But if these men had been kept right, it may be said, and there had been no one to bring in an offense, would not this saying have been convicted of falsehood? By no means, for neither would it have been spoken. For if all were to have been kept right, He would not have said, "it must needs be that they come," but because He foreknew they would be of themselves incorrigible, therefore He said, the offenses will surely come.

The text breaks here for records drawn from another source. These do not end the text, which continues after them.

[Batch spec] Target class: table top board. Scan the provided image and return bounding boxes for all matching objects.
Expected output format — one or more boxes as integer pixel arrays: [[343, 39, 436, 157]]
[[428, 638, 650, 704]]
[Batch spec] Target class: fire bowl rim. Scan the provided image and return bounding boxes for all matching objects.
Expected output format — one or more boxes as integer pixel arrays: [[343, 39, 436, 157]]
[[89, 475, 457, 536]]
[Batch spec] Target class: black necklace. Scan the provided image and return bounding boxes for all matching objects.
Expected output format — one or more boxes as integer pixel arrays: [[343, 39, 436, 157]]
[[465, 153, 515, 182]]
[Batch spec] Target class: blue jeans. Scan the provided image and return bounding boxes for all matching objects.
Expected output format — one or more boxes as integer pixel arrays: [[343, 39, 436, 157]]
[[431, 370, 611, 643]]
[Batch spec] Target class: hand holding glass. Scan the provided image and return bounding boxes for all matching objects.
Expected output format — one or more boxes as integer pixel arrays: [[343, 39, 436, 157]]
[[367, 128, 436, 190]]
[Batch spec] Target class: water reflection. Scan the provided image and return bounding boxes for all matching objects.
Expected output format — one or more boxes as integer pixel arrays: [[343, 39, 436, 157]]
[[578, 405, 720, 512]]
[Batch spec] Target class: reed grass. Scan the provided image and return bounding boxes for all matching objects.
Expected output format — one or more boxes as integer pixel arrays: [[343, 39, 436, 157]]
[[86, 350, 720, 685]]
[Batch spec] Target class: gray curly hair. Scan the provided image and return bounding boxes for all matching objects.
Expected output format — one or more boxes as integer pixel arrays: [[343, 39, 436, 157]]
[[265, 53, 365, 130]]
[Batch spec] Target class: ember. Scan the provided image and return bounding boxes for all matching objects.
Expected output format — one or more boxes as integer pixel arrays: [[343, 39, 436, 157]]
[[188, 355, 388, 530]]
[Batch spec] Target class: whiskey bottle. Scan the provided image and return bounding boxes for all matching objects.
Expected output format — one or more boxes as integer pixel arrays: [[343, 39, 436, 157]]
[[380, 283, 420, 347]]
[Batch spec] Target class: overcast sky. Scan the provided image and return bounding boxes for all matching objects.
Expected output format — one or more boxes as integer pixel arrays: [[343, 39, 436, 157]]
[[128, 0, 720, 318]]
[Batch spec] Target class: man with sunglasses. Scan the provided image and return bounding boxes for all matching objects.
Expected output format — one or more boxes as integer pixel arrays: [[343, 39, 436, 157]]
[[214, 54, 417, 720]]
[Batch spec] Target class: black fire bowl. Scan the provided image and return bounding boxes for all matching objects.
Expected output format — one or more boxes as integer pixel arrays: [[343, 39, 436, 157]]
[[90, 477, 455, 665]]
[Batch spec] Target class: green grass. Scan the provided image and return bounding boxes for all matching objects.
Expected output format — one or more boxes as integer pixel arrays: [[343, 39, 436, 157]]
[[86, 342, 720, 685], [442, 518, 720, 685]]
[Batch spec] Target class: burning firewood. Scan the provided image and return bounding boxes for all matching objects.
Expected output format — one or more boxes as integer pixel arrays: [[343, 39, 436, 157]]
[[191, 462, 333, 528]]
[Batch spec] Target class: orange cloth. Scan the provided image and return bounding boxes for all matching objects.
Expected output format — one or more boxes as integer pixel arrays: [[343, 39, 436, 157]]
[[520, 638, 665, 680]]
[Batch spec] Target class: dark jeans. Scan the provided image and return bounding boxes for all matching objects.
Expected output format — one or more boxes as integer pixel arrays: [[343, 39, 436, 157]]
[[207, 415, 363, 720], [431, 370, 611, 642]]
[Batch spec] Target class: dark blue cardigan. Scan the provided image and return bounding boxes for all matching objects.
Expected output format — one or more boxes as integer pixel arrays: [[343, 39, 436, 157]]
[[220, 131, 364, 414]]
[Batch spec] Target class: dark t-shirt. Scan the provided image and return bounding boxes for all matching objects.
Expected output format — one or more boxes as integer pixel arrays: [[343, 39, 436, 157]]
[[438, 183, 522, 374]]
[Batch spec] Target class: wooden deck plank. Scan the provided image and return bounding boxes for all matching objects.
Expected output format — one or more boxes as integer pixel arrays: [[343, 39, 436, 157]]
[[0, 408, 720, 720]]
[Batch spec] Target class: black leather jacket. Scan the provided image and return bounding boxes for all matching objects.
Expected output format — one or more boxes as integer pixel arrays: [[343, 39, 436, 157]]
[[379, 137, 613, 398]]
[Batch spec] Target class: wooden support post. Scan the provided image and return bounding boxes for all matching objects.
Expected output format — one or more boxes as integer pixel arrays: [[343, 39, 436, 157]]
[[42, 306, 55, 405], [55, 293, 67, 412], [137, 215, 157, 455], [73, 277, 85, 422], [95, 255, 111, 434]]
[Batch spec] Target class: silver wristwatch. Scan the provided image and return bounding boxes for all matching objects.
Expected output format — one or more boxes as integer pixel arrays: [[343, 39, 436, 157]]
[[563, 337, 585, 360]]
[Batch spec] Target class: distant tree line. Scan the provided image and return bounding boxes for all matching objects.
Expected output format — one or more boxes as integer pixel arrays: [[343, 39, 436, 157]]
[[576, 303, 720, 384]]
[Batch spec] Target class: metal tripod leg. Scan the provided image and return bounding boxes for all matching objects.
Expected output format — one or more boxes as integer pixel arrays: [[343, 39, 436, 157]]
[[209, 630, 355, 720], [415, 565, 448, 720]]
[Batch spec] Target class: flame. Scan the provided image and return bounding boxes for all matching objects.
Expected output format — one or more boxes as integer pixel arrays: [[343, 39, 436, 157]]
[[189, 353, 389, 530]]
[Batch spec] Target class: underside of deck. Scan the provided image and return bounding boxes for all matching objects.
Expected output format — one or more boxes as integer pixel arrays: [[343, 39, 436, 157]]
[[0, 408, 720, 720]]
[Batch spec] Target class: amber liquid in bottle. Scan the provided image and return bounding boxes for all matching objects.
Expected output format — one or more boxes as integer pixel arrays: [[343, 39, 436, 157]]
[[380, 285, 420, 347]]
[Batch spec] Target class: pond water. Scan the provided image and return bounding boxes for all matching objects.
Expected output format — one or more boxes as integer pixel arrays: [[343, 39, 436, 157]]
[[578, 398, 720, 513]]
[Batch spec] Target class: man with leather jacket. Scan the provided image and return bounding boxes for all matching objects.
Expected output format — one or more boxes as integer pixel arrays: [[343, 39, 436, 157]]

And wherefore did He not take them out of the way? it may be said. Why, wherefore should they have been taken out of the way? For the sake of them that are hurt? But not thence is the ruin of them that are hurt, but from their own remissness. And the virtuous prove it, who, so far from being injured thereby, are even in the greatest degree profited, such as was Job, such as was Joseph, such as were all the righteous, and the apostles. But if many perish, it is from their own slumbering. But if it were not so, but the ruin was the effect of the offenses, all must have perished. And if there are those who escape, let him who doth not escape impute it to himself. For the offenses, as I have said, awaken, and render more quick-sighted, and sharper, not only him that is preserved; but even him that hath fallen into them, if he rise up again quickly, for they render him more safe, and make him more difficult to overcome; so that if we be watchful, no small profit do we reap from hence, even to be continually awake. For if when we have enemies, and when so many dangers are pressing upon us, we sleep, what should we be if living in security. Nay, if thou wilt, look at the first man. For if having lived in paradise a short time, perchance not so much as a whole day, and having enjoyed delights, he drove on to such a pitch of wickedness, as even to imagine an equality with God, and to account the deceiver a benefactor, and not to keep to one commandment; if he had lived the rest of his life also without affliction, what would he not have done?
Homily on the Gospel of Matthew 59But let us tear these in pieces not by our words only, but by our deeds too. For neither are these things of necessity. For if they were of necessity, He would not have said, "Woe to the man, by whom the offense cometh." For those only doth he bewail, who are wicked by their choice.
And if He saith "by whom," marvel not. For not as though another were bringing in it by him, doth He say this, but viewing him as himself causing the whole. For the Scripture is wont to say, "by whom," for "of whom;" as when it saith, "I have gotten a man by God," putting not the second cause, but the first; and again, "Is not the interpretation of them by God," and, "God is faithful, by whom ye are called unto the fellowship of His Son."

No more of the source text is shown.